É certo que a Cousa não sofreu nenhum processo de obscenidade a torná-la célebre instantaneamente e que a realidade norte-americana é muito menos árida do que a nossa. Circunstâncias essas que, a meu ver, a tornam ainda mais especial. Seus maiores feitos midiáticos foram a Caravana Combiousa, quando, em plena pandemia, atravessaram numa Kombi vermelha e branca as estradas do Espírito Santo levando livros e café e gravando depoimentos de escritores locais a respeito dos seus trabalhos, tornando-se matéria de destaque no Portal Uol e em vários jornais e sites, e a recente conquista do primeiro Jabuti para uma editora capixaba com o livro Histórias ao redor, de Flávio Carneiro.
Para mim, o difícil é entender a razão para a Cousa, em solo pátrio, não gozar do mesmo prestígio de sua irmã gringa. Por que os versos de Aldir Blanc em Querelas do Brasil precisam continuar tão atuais quanto pungentes? Será esse Z o que vai nos matando aos poucos, que nos espicaça, aniquila, deixa-nos pobres, de joelhos em brasa, sem socorro, humilhados, vulgarizados, maltratados e, por fim, de naco em naco, acaba de vez com a nossa autoestima?
Saí do Uber e de cara ouvi Saulo anunciar: “Lima, vou ser pai novamente”. Ele estava emocionado. Abraçamo-nos. Logo Natielly, sua companheira de literaluta e vida, se juntou a nós. “Vamos comemorar!”, exigi. Mas não seria possível. Não naquela hora. Haveria um lançamento duplo na Rua da Lama. Os poetas Wilberth Salgueiro e Nelson Martinelli seriam os protagonistas. Precisávamos chegar lá em vinte minutos para que desse tempo de prepararem tudo. Fui de carona na Combiousa.

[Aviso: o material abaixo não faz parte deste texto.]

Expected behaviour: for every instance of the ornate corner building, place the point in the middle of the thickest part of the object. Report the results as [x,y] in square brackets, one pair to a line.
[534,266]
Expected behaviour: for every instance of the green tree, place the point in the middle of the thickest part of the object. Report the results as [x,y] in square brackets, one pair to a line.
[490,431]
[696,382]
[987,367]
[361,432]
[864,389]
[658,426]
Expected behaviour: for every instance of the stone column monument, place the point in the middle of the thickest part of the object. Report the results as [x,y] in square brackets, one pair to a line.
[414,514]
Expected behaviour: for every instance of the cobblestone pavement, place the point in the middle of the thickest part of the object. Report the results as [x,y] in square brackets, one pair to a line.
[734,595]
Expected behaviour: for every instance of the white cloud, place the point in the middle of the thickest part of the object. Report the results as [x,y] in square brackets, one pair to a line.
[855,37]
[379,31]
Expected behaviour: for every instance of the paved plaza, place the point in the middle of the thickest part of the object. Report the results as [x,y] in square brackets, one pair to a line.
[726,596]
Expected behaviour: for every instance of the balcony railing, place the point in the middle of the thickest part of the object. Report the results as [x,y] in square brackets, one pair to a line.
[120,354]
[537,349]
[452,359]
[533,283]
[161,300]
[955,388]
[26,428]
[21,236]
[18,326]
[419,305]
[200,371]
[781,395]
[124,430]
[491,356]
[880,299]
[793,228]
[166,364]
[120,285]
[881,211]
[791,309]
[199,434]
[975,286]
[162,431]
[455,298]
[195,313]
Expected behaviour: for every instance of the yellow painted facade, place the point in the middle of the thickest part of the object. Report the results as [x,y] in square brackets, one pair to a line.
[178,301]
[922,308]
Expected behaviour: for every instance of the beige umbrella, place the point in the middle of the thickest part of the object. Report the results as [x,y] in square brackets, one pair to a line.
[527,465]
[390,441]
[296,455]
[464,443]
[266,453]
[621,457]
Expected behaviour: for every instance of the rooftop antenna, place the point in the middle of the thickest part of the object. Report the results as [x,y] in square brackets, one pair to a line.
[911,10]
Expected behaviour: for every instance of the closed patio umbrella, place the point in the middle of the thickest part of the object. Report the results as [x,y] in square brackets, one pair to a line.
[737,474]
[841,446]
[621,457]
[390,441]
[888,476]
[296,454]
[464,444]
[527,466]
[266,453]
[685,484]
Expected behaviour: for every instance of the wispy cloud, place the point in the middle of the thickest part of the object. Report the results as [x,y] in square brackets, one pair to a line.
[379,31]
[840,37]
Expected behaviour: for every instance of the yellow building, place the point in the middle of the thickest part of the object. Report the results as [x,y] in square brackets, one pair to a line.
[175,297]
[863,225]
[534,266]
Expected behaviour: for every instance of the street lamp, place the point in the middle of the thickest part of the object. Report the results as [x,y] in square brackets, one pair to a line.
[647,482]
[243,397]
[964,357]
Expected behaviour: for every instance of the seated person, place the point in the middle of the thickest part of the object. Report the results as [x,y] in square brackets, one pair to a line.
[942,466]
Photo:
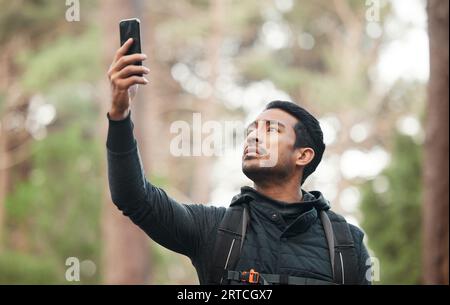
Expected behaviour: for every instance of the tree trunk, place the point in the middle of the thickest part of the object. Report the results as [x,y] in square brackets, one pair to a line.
[201,186]
[436,165]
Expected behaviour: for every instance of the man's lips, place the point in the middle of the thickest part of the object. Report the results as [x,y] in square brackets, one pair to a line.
[253,151]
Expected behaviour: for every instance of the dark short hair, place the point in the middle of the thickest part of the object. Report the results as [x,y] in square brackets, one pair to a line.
[307,131]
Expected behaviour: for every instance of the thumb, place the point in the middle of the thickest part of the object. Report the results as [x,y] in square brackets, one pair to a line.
[132,91]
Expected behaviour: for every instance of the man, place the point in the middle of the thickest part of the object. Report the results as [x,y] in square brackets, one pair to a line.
[285,235]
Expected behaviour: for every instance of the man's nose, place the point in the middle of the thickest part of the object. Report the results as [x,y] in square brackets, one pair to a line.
[253,137]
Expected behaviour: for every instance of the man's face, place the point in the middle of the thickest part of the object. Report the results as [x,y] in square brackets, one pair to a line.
[269,147]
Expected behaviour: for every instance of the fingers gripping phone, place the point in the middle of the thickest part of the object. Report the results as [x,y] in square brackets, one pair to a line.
[130,28]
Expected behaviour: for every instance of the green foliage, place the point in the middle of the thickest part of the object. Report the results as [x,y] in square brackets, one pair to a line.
[62,193]
[23,268]
[392,219]
[68,59]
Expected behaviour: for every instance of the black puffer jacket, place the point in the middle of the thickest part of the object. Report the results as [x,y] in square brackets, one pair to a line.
[281,239]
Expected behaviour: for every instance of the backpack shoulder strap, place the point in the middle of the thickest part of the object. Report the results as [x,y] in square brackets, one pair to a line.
[229,241]
[344,260]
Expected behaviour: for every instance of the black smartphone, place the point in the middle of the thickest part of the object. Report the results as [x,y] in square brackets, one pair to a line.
[130,28]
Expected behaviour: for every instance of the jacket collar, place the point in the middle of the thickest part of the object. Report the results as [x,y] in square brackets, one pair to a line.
[267,207]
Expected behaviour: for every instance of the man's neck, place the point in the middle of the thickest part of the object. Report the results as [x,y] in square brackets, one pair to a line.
[288,192]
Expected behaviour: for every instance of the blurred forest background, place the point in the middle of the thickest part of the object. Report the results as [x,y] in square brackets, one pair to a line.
[374,72]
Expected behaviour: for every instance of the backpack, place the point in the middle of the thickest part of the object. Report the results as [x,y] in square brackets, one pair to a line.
[230,239]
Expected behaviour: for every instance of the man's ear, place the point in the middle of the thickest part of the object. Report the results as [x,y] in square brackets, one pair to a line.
[304,156]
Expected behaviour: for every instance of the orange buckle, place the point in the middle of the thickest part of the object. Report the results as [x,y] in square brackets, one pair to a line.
[253,276]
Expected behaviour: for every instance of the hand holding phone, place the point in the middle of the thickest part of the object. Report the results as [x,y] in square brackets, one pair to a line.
[126,72]
[130,28]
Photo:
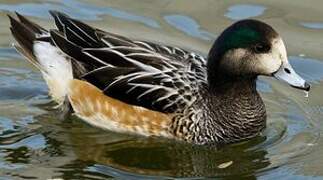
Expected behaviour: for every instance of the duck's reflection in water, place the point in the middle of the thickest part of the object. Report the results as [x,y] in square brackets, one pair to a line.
[150,157]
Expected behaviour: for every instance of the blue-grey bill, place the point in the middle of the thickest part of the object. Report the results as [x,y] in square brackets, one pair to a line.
[287,74]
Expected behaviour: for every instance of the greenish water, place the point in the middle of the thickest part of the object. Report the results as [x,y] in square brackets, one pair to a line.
[36,144]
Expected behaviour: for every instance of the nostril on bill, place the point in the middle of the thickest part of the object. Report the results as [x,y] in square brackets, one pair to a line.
[287,70]
[307,86]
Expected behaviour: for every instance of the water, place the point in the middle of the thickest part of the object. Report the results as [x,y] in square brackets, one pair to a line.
[35,144]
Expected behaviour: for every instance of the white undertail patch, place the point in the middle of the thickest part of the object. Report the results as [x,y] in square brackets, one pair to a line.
[56,68]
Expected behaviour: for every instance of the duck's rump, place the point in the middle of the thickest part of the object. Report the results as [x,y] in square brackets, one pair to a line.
[160,78]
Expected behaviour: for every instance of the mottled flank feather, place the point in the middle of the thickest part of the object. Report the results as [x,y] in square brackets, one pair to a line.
[140,87]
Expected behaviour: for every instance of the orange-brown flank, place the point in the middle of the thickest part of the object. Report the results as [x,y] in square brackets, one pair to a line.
[90,104]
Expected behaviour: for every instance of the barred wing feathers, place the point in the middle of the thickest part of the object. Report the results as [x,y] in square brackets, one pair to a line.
[157,77]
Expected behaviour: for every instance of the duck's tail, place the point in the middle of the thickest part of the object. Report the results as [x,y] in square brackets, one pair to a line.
[35,44]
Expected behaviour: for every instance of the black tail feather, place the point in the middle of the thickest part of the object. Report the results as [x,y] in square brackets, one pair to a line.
[26,32]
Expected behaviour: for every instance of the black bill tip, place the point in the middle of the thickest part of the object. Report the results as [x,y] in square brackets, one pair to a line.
[306,87]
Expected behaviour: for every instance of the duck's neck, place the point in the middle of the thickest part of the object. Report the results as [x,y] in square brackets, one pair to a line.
[234,110]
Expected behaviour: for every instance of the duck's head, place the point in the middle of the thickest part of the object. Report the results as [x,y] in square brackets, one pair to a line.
[249,48]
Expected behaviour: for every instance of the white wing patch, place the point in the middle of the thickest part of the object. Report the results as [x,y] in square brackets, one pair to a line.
[56,69]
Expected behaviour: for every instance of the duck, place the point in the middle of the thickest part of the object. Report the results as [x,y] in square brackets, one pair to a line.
[139,87]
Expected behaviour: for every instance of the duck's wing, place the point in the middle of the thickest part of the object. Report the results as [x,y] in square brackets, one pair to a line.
[153,76]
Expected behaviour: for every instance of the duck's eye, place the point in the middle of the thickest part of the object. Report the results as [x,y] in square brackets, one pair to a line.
[261,48]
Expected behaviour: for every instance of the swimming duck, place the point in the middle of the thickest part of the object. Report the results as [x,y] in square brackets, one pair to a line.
[145,88]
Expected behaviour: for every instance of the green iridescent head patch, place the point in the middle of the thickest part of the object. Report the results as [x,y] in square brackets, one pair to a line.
[241,38]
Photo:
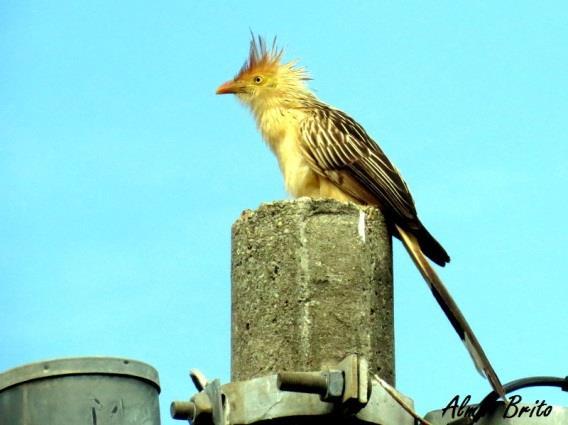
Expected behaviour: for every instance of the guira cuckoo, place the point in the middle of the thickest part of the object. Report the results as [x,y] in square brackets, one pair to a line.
[323,152]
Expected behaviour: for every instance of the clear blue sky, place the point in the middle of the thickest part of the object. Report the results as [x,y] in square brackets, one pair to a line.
[121,173]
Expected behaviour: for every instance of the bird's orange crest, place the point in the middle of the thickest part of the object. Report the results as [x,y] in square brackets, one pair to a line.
[261,58]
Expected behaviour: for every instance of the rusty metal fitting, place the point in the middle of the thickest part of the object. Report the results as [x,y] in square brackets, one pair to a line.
[183,410]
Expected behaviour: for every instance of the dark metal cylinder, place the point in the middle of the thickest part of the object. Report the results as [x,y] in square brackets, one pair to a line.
[80,391]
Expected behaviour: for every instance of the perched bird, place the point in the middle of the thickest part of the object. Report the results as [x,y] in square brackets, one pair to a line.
[324,153]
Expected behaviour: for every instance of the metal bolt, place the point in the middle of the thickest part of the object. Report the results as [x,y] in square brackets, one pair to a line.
[302,382]
[184,410]
[329,384]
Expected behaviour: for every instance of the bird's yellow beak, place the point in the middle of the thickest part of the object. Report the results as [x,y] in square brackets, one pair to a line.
[227,88]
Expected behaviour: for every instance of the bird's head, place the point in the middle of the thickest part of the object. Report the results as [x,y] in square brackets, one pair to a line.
[264,80]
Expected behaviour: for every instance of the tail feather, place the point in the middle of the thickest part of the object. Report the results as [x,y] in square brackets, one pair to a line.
[430,247]
[452,311]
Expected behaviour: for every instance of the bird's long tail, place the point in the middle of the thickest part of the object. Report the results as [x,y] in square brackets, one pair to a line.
[452,311]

Era fim de tarde e o sol naufragava nos cumes dos edifícios. A livraria andante encostou em frente ao Cochicho da Penha e Quixote tomou seu lugar ao lado de uma mesa com os livros. Nas caixas de som, o melhor samba e jazz. Pedi cerveja e aceitei a sugestão para comer a melhor coxinha de Vitória. Era mesmo uma delícia.

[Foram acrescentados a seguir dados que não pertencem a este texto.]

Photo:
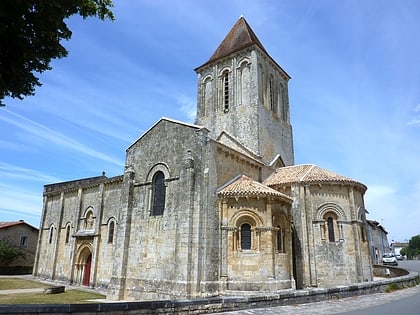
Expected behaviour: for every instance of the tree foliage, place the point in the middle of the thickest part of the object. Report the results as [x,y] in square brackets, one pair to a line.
[30,37]
[9,252]
[413,248]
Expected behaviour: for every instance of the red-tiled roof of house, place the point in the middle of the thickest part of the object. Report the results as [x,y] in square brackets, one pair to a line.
[7,224]
[308,174]
[244,186]
[4,225]
[240,36]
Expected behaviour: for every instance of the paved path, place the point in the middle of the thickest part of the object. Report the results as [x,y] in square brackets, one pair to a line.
[33,290]
[334,306]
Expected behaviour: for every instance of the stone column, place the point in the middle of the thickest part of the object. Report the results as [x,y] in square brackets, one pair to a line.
[122,240]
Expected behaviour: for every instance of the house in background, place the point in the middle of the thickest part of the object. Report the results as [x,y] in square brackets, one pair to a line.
[378,240]
[211,208]
[396,248]
[23,236]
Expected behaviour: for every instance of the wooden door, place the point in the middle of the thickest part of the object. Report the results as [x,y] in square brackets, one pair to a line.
[86,275]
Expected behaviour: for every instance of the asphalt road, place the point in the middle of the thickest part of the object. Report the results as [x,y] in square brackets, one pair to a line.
[404,302]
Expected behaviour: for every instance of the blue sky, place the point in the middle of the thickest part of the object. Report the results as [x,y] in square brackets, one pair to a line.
[354,94]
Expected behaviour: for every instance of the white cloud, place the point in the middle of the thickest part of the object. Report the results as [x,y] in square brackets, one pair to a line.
[15,199]
[21,173]
[40,131]
[187,106]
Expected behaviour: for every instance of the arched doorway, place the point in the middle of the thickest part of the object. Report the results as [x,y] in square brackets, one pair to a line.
[86,272]
[83,264]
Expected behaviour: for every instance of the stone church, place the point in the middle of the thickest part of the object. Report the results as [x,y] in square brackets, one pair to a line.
[212,208]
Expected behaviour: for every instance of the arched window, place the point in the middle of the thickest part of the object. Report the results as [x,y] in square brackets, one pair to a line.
[111,228]
[158,193]
[330,225]
[51,234]
[67,233]
[279,240]
[245,236]
[225,85]
[271,95]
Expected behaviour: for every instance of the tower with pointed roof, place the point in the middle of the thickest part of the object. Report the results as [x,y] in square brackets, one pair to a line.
[243,98]
[213,208]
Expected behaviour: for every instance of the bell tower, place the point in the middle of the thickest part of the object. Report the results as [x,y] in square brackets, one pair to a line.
[243,98]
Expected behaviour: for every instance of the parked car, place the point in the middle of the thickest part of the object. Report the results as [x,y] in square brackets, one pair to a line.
[389,259]
[399,257]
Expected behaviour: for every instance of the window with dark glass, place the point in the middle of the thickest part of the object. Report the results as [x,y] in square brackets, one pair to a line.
[51,235]
[111,232]
[226,90]
[279,240]
[23,241]
[246,236]
[330,224]
[67,234]
[272,105]
[158,193]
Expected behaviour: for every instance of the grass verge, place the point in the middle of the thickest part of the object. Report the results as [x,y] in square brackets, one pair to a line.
[68,297]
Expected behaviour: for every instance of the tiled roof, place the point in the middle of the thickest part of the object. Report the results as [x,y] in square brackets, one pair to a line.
[4,225]
[240,36]
[308,174]
[244,186]
[8,224]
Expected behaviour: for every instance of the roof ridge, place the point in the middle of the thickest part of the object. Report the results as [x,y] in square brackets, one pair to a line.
[240,36]
[307,172]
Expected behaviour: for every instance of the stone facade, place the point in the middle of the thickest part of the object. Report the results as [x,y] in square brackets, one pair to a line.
[214,207]
[23,236]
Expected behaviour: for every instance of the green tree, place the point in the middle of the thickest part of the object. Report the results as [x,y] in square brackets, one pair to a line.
[9,252]
[30,37]
[413,248]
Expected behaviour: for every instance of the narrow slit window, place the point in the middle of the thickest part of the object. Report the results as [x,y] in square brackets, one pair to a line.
[226,91]
[111,232]
[246,236]
[51,235]
[279,240]
[330,224]
[67,234]
[158,193]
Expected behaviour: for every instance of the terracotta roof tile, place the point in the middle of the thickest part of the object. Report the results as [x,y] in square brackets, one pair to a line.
[8,224]
[244,186]
[308,174]
[240,36]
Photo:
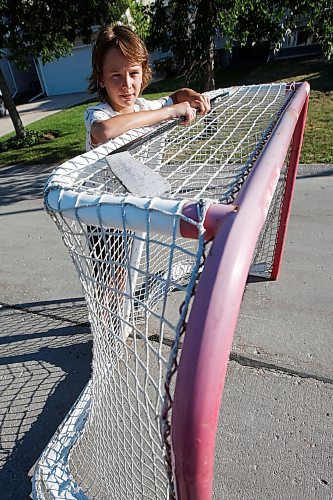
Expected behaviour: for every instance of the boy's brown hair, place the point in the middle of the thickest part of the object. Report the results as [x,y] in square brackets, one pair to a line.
[130,45]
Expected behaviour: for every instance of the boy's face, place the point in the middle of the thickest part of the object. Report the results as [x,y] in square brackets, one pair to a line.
[122,80]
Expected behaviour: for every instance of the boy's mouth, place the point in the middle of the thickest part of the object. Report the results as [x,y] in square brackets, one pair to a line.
[127,97]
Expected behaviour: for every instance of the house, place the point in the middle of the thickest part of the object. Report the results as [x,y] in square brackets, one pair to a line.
[68,74]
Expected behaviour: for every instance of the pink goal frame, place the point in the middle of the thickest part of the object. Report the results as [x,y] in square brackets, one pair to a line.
[213,318]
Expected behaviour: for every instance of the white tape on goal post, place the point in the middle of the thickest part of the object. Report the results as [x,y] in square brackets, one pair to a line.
[138,268]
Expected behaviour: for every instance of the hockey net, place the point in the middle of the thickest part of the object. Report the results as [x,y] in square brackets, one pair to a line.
[139,274]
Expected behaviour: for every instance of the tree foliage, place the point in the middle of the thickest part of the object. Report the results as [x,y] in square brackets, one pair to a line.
[47,30]
[188,27]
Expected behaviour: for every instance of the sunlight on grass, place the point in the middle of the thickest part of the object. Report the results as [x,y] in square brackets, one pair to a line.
[317,146]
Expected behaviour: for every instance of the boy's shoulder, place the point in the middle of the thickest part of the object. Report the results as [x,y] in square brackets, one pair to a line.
[100,106]
[150,104]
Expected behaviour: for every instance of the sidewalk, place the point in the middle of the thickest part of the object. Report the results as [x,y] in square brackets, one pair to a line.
[41,108]
[275,433]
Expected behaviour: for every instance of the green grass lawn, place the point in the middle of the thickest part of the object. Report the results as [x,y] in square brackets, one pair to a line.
[317,146]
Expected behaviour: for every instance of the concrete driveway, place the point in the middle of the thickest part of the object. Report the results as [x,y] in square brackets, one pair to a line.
[41,108]
[275,432]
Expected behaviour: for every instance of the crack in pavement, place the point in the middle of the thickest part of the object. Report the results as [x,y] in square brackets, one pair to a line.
[238,358]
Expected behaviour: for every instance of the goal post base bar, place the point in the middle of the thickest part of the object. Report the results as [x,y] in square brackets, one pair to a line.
[210,329]
[110,211]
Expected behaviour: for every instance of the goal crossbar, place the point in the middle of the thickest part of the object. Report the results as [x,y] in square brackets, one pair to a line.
[145,426]
[205,354]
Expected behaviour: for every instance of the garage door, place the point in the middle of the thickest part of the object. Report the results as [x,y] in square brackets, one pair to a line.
[68,74]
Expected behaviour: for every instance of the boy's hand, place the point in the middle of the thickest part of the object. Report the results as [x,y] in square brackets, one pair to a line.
[200,101]
[184,109]
[196,100]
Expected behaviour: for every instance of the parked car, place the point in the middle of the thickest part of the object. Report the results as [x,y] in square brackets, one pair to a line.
[3,110]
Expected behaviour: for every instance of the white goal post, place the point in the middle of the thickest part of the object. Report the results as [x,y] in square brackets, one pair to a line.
[163,279]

Cada autor ficou numa fileira de mesas e recebeu seus convidados. Fiquei com a Natielly numa terceira. Saulo transitava nas três. Chegaram o cineasta Alexandre Serafini, os escritores Rodrigo Caldeira, Caê Guimarães e Erlon José Paschoal e se sentaram conosco. Entabulamos conversa. E as garrafas foram se acumulando na mesa.

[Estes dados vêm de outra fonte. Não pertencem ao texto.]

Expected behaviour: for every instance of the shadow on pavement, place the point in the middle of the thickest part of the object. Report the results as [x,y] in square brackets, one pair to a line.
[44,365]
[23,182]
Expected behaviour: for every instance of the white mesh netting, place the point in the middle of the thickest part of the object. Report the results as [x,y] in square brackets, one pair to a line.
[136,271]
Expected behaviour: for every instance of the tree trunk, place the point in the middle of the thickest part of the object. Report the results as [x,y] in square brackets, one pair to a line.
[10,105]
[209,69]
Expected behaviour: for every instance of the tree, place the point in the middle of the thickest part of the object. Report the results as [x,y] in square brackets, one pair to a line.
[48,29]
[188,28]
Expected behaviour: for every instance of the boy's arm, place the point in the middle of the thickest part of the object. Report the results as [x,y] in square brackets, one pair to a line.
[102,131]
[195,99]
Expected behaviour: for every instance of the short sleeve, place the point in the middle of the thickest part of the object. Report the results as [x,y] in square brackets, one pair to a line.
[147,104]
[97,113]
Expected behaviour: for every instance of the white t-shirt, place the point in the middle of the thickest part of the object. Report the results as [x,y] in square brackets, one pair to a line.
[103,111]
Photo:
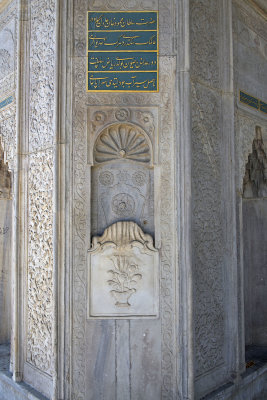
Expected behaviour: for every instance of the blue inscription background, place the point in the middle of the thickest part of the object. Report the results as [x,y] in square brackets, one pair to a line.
[123,51]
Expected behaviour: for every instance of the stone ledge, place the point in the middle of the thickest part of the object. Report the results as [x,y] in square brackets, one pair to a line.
[10,390]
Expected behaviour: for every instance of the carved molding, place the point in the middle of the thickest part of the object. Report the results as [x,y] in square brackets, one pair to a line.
[207,230]
[122,141]
[41,210]
[142,120]
[5,176]
[160,125]
[123,273]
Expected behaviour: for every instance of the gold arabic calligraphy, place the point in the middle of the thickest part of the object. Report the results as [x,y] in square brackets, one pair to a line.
[124,40]
[106,22]
[117,83]
[121,63]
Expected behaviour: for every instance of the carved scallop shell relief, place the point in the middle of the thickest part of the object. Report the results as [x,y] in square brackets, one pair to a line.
[122,141]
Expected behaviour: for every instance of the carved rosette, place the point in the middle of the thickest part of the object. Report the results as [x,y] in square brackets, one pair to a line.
[123,273]
[122,141]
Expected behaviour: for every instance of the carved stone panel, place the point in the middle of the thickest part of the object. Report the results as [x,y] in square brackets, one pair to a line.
[123,273]
[122,191]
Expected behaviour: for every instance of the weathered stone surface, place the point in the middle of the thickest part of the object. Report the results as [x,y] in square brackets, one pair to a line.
[123,273]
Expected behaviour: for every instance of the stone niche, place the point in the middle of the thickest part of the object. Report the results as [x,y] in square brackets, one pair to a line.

Vez por outra me apresentavam artistas, professores e amigos. Numa dessas, conheci o tradutor Wilson Coelho, que lançaria o livro Cálida presença: a amizade de Che e Tita Infante através de suas cartas dois dias depois, de autoria de Adys Cupull e Froilán Gonzáles.
Lá pelas tantas, eu admirado com a efervescência da cena e multiplicidade de olhares, Caê soltou o doce: “Rapaz, o Henrique Rodrigues, quando esteve aqui, disse que Vitória e João Pessoa eram as duas capitais secretas da literatura brasileira contemporânea, tão fodas e ocultas”. Não sei se as palavras foram mesmo essas, no entanto, eu me senti envergonhado da minha ignorância, envergonhado do Brazil que não era meu.
Estava nesse bode de cerveja e sensação de bombas explodindo perto no instante em que vi Saulo e Nati de mãos dadas num canto. Estavam com as duas testas coladas e sorriam. Então, por trás de todos os escombros, pude vislumbrar um casal a embalar uma criança que estava por nascer. Em seus braços, ela certamente se sentiria segura. E eu, geralmente pessimista por ofício, acreditei que o futuro, esse fantasma que hoje nos apavora, o futuro poderá ser bom. Em alguma medida, ele será bom.